Tuesday, February 24, 2009

Good Technology - The redheaded step child

On Tuesday Motorola announced that it will be selling its Good Technology unit to Visto. Although not predicted, this news is not a complete shock. While Good had some scalability problems that put the platform at a disadvantage, what I think ultimately lead to the failure of the Good platform is Motorola's inability to support it with a strong integrated enterprise offering. Good became the redheaded step child of Motorola's enterprise business.

Motorola made two significant acquisition in the enterprise mobility space over the past few years, Symbol and Good. The Symbol deal was $3.9 billion compared to the Good deal valued at just $400 million. The Symbol deal was not only much bigger the company was a better fit as Symbol is predominantly a device company, unlike Good. I think the Good deal was overshadowed by Symbol.

Part of the rational for the Good acquisition was to compete with RIM. Unfortunately, Motorola's continued failure to provide compelling devices that could compete with RIM put Good at a competitive disadvantage.

Without a quality consumer grade smart phone to help drive demand for the Good e-mail platform, Good was forced to piggy back on and try to integrate with Symbols application platform. The Symbol platform never really experienced much success given that Symbol is really a device company and the platform was rather expensive. By addressing Symbols market, Good technology was also out of its element selling to blue collar and gray collar customer's where e-mail may not be the primary application and devices operate in a less connected environment.

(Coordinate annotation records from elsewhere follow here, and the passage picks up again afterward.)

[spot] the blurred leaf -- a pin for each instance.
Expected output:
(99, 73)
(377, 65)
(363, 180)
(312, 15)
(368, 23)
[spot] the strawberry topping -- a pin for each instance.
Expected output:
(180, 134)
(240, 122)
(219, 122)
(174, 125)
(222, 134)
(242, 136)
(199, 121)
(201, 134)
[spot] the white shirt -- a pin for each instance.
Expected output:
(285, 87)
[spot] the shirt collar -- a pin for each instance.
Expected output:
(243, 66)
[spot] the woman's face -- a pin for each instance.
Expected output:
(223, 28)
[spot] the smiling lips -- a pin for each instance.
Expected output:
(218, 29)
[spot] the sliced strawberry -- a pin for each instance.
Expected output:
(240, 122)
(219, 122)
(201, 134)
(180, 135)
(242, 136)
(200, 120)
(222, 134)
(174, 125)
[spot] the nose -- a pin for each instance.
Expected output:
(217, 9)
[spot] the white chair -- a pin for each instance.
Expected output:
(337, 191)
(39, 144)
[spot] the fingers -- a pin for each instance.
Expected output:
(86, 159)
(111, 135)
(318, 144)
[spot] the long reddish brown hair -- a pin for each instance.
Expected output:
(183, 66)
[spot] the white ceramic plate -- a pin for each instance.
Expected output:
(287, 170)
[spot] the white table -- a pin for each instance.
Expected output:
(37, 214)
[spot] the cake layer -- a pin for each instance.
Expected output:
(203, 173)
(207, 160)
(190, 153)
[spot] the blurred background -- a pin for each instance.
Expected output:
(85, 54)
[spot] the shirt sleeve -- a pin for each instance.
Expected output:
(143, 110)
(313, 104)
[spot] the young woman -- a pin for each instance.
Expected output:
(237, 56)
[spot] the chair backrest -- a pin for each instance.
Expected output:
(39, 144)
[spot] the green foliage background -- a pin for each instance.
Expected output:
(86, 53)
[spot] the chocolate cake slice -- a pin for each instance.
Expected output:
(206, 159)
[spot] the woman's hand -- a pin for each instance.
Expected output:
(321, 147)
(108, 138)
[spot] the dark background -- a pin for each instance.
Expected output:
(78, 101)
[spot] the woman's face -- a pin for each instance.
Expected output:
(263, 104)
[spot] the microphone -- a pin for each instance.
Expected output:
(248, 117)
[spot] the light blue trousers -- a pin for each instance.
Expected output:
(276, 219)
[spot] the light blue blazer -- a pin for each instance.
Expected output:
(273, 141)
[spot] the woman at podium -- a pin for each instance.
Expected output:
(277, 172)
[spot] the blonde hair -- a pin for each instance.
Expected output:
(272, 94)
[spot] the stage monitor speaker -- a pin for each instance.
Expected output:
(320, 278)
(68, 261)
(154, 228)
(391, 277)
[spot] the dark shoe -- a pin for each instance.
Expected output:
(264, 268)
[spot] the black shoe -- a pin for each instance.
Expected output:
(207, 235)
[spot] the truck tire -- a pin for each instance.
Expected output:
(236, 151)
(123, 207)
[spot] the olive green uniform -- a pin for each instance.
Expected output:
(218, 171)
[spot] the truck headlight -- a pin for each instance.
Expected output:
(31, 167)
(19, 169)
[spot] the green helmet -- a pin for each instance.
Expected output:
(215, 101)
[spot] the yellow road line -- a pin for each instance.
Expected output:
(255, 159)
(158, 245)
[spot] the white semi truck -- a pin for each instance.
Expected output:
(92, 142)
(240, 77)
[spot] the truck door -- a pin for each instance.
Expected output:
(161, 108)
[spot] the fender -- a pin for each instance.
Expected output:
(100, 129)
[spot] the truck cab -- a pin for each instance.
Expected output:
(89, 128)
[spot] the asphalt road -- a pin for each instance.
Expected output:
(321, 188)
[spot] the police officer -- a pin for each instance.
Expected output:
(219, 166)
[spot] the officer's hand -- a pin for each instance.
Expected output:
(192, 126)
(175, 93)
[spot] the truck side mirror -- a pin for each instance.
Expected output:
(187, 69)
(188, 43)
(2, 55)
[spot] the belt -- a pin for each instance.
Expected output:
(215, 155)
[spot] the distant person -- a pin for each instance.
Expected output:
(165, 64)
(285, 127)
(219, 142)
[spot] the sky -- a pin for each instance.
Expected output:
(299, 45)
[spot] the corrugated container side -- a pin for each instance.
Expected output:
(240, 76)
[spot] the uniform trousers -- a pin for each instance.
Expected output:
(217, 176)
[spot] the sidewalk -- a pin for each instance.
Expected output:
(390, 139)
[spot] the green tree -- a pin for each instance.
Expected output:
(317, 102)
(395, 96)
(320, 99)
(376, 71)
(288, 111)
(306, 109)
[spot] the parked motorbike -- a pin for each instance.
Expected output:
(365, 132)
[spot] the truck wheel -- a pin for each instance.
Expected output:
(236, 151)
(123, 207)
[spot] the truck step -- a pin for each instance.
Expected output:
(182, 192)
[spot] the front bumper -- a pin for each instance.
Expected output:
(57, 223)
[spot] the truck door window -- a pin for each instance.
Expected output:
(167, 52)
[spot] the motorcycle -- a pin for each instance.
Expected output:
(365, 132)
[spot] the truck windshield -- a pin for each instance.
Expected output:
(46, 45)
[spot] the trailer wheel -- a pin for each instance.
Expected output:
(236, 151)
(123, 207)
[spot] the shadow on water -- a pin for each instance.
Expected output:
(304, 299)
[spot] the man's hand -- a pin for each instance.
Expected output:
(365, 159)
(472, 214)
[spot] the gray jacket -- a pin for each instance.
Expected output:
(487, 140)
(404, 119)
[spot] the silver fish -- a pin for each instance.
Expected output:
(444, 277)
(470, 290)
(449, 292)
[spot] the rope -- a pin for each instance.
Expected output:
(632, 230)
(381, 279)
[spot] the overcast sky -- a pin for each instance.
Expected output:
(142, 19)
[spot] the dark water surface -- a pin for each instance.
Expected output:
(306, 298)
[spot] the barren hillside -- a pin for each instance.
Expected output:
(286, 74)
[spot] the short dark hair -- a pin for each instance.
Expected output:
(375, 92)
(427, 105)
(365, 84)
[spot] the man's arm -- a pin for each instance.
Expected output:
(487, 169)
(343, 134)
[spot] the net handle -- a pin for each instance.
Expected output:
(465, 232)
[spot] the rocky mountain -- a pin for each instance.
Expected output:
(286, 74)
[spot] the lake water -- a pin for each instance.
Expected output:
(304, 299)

Now that Good Technology has found a new home with Visto, hopefully what is left of the company will be happy. Visto is a wireless e-mail firm with limited exposure to the enterprise market. The acquisition of Good should help them bolster their offerings in this market.

What have we learned:
1) In tough times companies will focus on core competencies. Motorola focuses on devices while Visto does e-mail. We should see more of this refocusing.
2) RIM owns the enterprise e-mail market. IT people love RIM. Both Motorola and Nokia have figured this out. I think that the only way to beet RIM in the enterprise is through the consumer. Visto may have a shot at this but it will be tough.
3) To be successful in mobile software you need a robust and integrated ecosystem.